Texts You'll Need to Buy: There are only three for this class, and they're all inexpensive paperbacks: William Gibson's epochal Neuromancer, Thomas Pynchon's hilarious The Crying of Lot 49, and Hunter Thompson's glorious
Fear and Loathing in Las Vegas.
Useful Links: SAP Yea
verily, for the Intranet Gods hath spoken, and the Word is SAP.
Linux Weekly News Good source of info on
the Penguin insurrection.
Electronic Engineering Times Good
news roundup on the hardware biz.
Semiconductor
Business News Excellent, comprehensive roundup of the semi biz.
Planet Quake Not for the faint of
heart or the delayed of ping. The Dear Mynx column is a scream.
PlanetHardware
Shop your graphics cards here.
Organizing Big Blue Techies talk union. Today IBM, tomorrow Dell!

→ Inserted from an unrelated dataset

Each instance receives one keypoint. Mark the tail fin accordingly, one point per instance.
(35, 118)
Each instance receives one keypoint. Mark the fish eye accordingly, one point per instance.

Washtech Temp techs organize. Scored some victories against Billon Dollar Bill.
Gaming News From PC to console.
PS2 Toshiba tech,
Sony style, Q3-style polys.
NNN The Gamecube powers up
with Matsushita microbionics.
The Reg Smart, sassy
tech coverage.
Quake 3 To paraphrase Dr. Octagon, Quake moves on to the Year 3000.
Serious
Sam The Euroaesthetic express roars out of Zagreb. Possibly the best
pure shooter since Doom; the 3dfps moves on to the year 4000.
Max Payne Stupendous
action thriller, a revolution in the 3rd person shooter. Bullseye!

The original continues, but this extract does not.